One thing I want to clarify, clogged injectors won't cause a low fuel pressure, but if you rule out fuel pressure and vacuum leaks, the injectors could be causing a lean problem if they are clogged. In my previous post I made it sound like they could be a cause of low fuel pressure. They are not...
what would you call low fuel pressure? I read 29/30-ish. I checked the pressure with engine off / key on and also with engine idling. Both read the same.
Turned out to be my spark plugs. I replaced them less than a year ago so I didn't want to suspect them but I should have. I put bosch platinum plugs in there less than a year ago. Turns out that two of the plugs were complete missing the center part where the electrode and ceramic should be. Just hollow plug ends. Weird stuff. The L shaped metal tab (the part you gap) was still there but the inner part was completely gone. I've never seen anything like that before and I've seen a lot of spark plugs in my years. Boggles my mind... Still throwing some O2 related codes but I managed to get through emissions testing and passed. With X-mas around the corner I think I'll put off further repairs until after the new year when money isn't so tight. Thanks for all the help and pointers.
I think I mentioned not using Bosch plugs in an earlier post.......if yo had told us earlier you used Bosch that would have been the first thing I would have suggested changing. Wait on the other repairs until the codes repeat.
Since doing this recent work, and the O2 codes, you should disconnect the battery for five minutes to clear the fuel trims, this will reset to 0 and may get rid of the continuing O2 codes.
I always recommend Ford fuel filters every 15K miles or so, they tend to clog faster than other makes of vehicles.
hello to every one, I have a 1997 SOHC with no O2 sensor and EGR system because was assembly in venezuela. Currently my engine was converter to use compress natural gas, when the system is activated the EFI system and all the fuel line is put in stand by and the gas enter thought the throttle body as a carburetor engine. the engine was rebuild, time and pistons except for the valves and valve seats. The past week the engine star misfire with no codes after engine warm up. I change the coil, check the sparks and wires, all in order but the problem persist. I am sure that nothing is not related to the fuel system since this problem is common for gasoline and natural gas. I found two screws not woriking then lower intake manifold and one missing in the upper intake, a vacuum leak can produce a random misfire with no codes only when the engine is warm? this happen every time after engine is warm. My mechanic says that the vacuum leak is the problem but i am not sure since the engine was working very good for 800KM after the engine was repaired. a faulty crank sensor or TPS can produce misfire with no codes? or MAF?

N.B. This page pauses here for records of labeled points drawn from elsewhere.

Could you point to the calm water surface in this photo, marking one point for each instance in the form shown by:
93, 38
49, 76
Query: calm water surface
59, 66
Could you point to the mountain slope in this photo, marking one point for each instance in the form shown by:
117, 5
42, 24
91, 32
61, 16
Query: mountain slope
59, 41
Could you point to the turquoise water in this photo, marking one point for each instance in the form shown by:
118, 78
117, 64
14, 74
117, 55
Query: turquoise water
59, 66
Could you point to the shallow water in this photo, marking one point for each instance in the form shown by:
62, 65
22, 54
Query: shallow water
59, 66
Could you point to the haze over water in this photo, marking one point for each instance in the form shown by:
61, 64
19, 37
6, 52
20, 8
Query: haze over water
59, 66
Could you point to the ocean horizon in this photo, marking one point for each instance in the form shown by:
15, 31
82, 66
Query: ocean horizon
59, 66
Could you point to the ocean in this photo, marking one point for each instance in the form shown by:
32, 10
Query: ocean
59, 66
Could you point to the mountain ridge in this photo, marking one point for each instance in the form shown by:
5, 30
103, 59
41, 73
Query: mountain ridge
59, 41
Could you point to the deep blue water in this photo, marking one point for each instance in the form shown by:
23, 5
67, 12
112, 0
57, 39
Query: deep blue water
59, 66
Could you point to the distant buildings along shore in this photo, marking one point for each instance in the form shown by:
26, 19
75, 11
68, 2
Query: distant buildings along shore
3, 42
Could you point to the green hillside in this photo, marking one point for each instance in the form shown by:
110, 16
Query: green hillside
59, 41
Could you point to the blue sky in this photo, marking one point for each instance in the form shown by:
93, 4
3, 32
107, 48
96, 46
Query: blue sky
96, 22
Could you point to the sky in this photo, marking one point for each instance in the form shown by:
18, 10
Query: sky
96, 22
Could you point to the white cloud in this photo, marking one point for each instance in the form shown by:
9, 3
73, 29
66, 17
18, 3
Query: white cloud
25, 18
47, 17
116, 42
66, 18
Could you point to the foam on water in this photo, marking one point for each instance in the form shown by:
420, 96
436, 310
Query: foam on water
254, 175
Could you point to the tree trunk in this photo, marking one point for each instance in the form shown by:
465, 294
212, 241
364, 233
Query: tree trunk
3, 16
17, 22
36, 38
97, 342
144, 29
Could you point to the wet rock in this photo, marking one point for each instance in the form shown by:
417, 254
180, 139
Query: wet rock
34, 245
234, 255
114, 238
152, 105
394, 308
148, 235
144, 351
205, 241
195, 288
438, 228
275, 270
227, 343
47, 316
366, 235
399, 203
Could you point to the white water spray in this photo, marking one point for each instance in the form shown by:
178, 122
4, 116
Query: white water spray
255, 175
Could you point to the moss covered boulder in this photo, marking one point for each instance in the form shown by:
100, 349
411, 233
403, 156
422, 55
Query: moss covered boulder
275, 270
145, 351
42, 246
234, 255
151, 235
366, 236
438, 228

I'm also experiencing random misfires. It seems to be getting worse. Have only had the car since 4th of july. Check engine light is on and the code is random misfires don't remember which banks. What do you think.....what did you find out about yours?
Hello chriswestern, i solved my problem but my problem was related with my second fuel system, the natural compress gas fuel. The electronic module that emulate the injector signal after turn them off when the gas is injected to the intake had trouble and open again the injector and fill the intake with gasoline gave trouble because the gas require a delay in the spark time. but before figure that out I found that to avoid any random misfire you have to be sure that you do not have any vacuum leaks in the intake section. The coil send spark for two cylinders at the time even if one is not in the explosion stage, so unless you have a bad electronic module the Coil is not the problem and if you have a bad electronic module the ECM will tell you.